Auditor says hackers could cause trouble on NSW roads

The NSW Auditor-General believes gaps in Roads and Maritime’s security framework could potentially be used by hackers to cause accidents on some sections of the state's road network.

In a review of the security of NSW’s key traffic and water assets, handed down this morning, Auditor-General Grant Hehir said while Roads and Maritime Services (RMS) had sufficient infosec policies and procedures, they didn't extend across the whole traffic light network, creating potential vulnerabilities.

“The risk management process covers the transport management centre (TMC) but does not extend to the whole traffic light environment. A comprehensive security plan/architecture has not yet been developed,” the report stated.

NSW traffic lights are operated by the Sydney coordinated adaptive traffic system (SCATS), which manages 4000 sets of signals from a central server linked with a network of subordinate regional servers. Central management means RMS can optimise traffic flows according to demand.

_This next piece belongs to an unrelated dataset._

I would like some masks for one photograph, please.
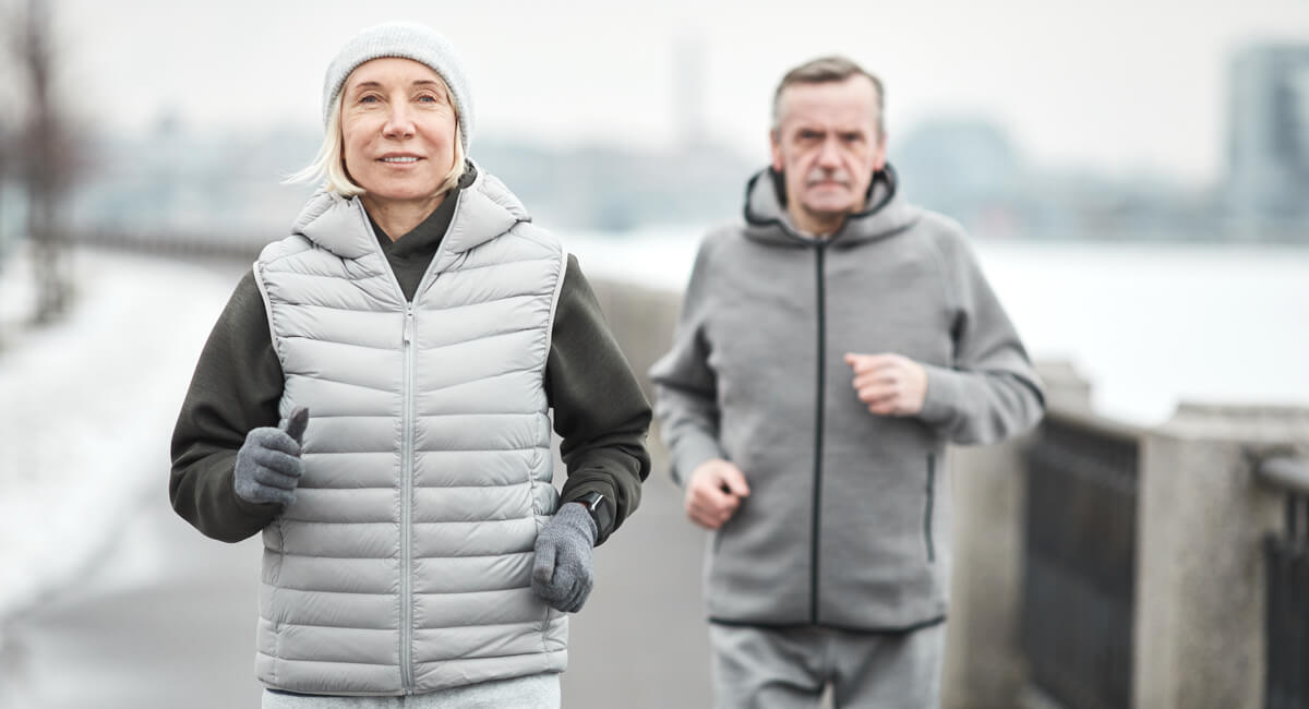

Lights are secured by safety interlocks, which prevent multiple signals showing green-green or yellow-green at the same time in an intersection.

Hehir and the audit team stopped short of publicly detailing how attackers could exploit holes in the infosec policies and procedures, citing security reasons, but handed the specific findings to RMS in a private report.

RMS disputed the findings of the private report, and claimed it had provided documentation to Hehir's team backing up its argument. The auditor, however, has not amended his findings.

Hehir also warned the agency to move faster to stand up its disaster recovery capabilities, after work to build a secondary data centre site hit delays.

He is not the first state auditor to highlight threats to physical infrastructure from malicious actors. Both Queensland and Victorian investigators uncovered large holes in the electronic defences of water and traffic authorities in the past year.

The NSW Auditor said he is determined to prevent the kind of attack that saw nearly a million litres of untreated sewage spill into parks and public spaces in 2000 in Queensland’s Maroochy Shire, after a disgruntled employee of one of the council’s IT vendors attacked the waste management system.

Sydney’s own water authority, Sydney Water Corporation, was given some acclaim for its security practices in Hehir's report, but the auditor pointed that holes still remain.

“Whilst SWC’s response capability is good, it is limited by its inability to detect all security breaches,” he wrote.

The gaps predominantly exist at an operational level, the investigation concluded, with limited precautions against malware introduced via USB storage drives and passwords to engineering systems that never expire.

Hehir also complained that he is hamstrung by NSW legislation from properly investigating third-party operated water treatment plants, in the absence of a full “follow-the-dollar” mandate from parliament to oversee outsourced operations.